Plaintiffs are also likely to succeed on the merits of their ADA claim – not by denying equal access to shelter for unhoused, disabled individuals, but by blocking sidewalks of disabled persons trying to use public sidewalks. He also finds a violation of the California Housing Element. He finds that the violation of constitutional rights and the loss of life are indisputably irreparable harm, and that the balance of harms tips decidedly in plaintiffs’ favor.

Relief Ordered and Provisions of the Preliminary Injunction

Accountability:  The Court ordered that $1 Billion of the city budget be placed in escrow[i]; within 90 days conduct an independent audit of all funds received from local, state and federal entities to aid in homelessness, and emergency relief. The Court also orders a report on all developers receiving funds from Proposition HHH to prevent future misuse of funds, and an independent audit of mental health and substance use disorder funds.

Actions: Within 30 days, city controller will oversee a report on all potentially land available for housing or sheltering in each district.

i.                    Effective immediately, cease sale/transfer lease of the more than 14,000 city properties pending controller’s report to the court.

ii.                   Report back by LA City Council Homelessness & Poverty committee on structural barriers that cause racial disparities in housing, homelessness, etc.

iii.                 Within 7 days, report by Garcetti and BOS Chair Hilda Solis on why emergency declaration hasn’t been issued

iv.                 Within 30 days, report on status of Projects Homekey and Roomkey, with a specific  focus on the geographic and racial distribution of project sites and beneficiaries

v.                   Within 30 days, report on progress toward establishing 1,508 new sub-acute MH and SUD beds.

Skid Row Actions:

i.                    Within 90 days, City and County must offer, and if accepted provide, shelter or housing immediately to all unaccompanied women and children living in Skid Row; within 120 days to families; within 180 days, to everyone else in Skid Row.

ii.                   Within 90 days, County shall offer and if accepted provide placement to all those in need of special mental health, housing and treatment.

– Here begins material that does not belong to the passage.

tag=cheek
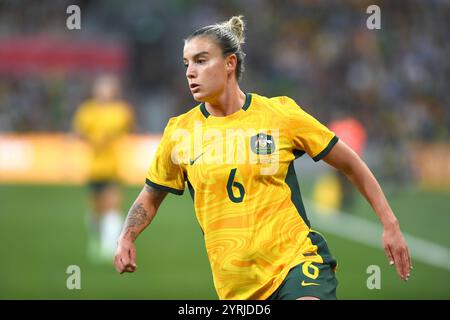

iii.                 County shall provide or fund 3rd parties to provide support services to all homeless residents who accept housing offer.

iv.                 City and county shall prepare plan for uplifting Skid Row without involuntarily displacing residents.

Other Actions:

i.                    Once adequate shelter is offered to all, Court will let stand any constitutional sidewalk ordinance consistent with Boise and Mitchell.

ii.                   Appointment of special master/monitor Michele Martinez, with city/county splitting her costs.

Drafted by Patti Prunhuber

Senior Housing Attorney

Justice in Aging

April 21, 2021, updated 4/26/21



[1] The Preliminary Injunction Provisions start on p. 105 of the Decision.

[2] The Containment Plan, 99% INVISIBLE (JAN. 10, 2017), https://99percentinvisible.org/episode/the-containmentplan/

[3] Indeed, with apologies to Sir Winston Churchill, from the perspective of those living on the streets of Los Angeles, it may seem that never have so many spent so much for such little benefit for so few.



[i] The judge has since stayed (delayed) two provisions in the original Order.  He delayed the Order requiring the City to put the $1 Billion in escrow, instead giving the City 60 days to come up with a plan showing how the full $1 Billion would be spent to address homelessness. He also delayed the immediate half of all sales and leasing of City property for housing projects not already in progress.